Becca rolled up in hysterics. “It’s not my fault! It’s the meds!”

We didn’t mention Leo for the rest of the day, but that night I reviewed what was said and still came to the conclusion that I needed some space from him. Everything we did together just felt too good. Sooner or later, that would turn to shit as all good things did. I’d rather put an end to it myself than watch it unravel or blow up in my face.

* * *

After work the next day, I decided to fulfill a Fuck-It List entry—number 9: Bake cookies for the janitor.

I chose classic chocolate chip because the recipe was right on the bag. When it came time to mix in the chips, I lunged my hands into the batter instead of using a mixing spoon. The small chunks of chocolate and batter rolled in my palm with a massage-like effect. I could’ve stood there all day, until my brothers barged in and tried to finger their way into the bowl.

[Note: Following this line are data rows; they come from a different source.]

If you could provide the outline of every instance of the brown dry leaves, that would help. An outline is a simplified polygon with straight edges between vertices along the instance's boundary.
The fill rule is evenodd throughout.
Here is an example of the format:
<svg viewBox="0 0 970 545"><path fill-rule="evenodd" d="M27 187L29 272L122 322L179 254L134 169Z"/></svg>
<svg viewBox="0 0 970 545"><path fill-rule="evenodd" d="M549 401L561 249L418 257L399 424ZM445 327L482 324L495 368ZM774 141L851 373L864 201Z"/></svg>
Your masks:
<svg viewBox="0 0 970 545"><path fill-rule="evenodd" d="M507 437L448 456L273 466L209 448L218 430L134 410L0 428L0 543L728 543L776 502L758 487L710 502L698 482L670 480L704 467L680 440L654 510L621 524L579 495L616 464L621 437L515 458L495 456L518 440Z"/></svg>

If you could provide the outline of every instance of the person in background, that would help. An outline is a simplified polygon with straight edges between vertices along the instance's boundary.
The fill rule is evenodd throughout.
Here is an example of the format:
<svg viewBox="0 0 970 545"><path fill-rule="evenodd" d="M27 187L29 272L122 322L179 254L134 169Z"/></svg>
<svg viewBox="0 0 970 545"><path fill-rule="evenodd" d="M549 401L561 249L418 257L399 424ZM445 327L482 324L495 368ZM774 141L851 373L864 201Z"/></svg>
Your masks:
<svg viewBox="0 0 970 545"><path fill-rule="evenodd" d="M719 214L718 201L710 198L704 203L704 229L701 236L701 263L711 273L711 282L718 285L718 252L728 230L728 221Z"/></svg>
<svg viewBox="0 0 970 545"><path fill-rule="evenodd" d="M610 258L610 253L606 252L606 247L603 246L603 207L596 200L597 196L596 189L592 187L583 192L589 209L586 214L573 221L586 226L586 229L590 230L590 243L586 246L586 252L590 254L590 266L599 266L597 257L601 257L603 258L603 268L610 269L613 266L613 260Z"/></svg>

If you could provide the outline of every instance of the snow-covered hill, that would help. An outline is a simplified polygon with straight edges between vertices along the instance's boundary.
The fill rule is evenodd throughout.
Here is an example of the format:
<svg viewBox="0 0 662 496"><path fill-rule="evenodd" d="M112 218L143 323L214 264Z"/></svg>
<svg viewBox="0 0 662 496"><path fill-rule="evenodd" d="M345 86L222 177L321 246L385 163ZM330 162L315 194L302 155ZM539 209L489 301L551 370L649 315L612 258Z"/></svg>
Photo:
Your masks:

“Stop!” I yelled, and whacked at their hands. “These are for someone else!”

“Alex has a boyfriend,” sang the twins.

“You guys are turds. I’m making them for the school janitor.”

“Alex is dating the school janitor,” AJ and CJ chimed in unison, as if they shared an idiot brain.

“Get out of here.” I pushed them out of the kitchen.

They gave me an idea, though. Maybe I could soften the blow to Leo with some cookies. A sort of let’s be friends peace offering. And these were real, homemade ones, not fresh from the fridge impostors. The janitor couldn’t possibly eat all of the cookies anyway.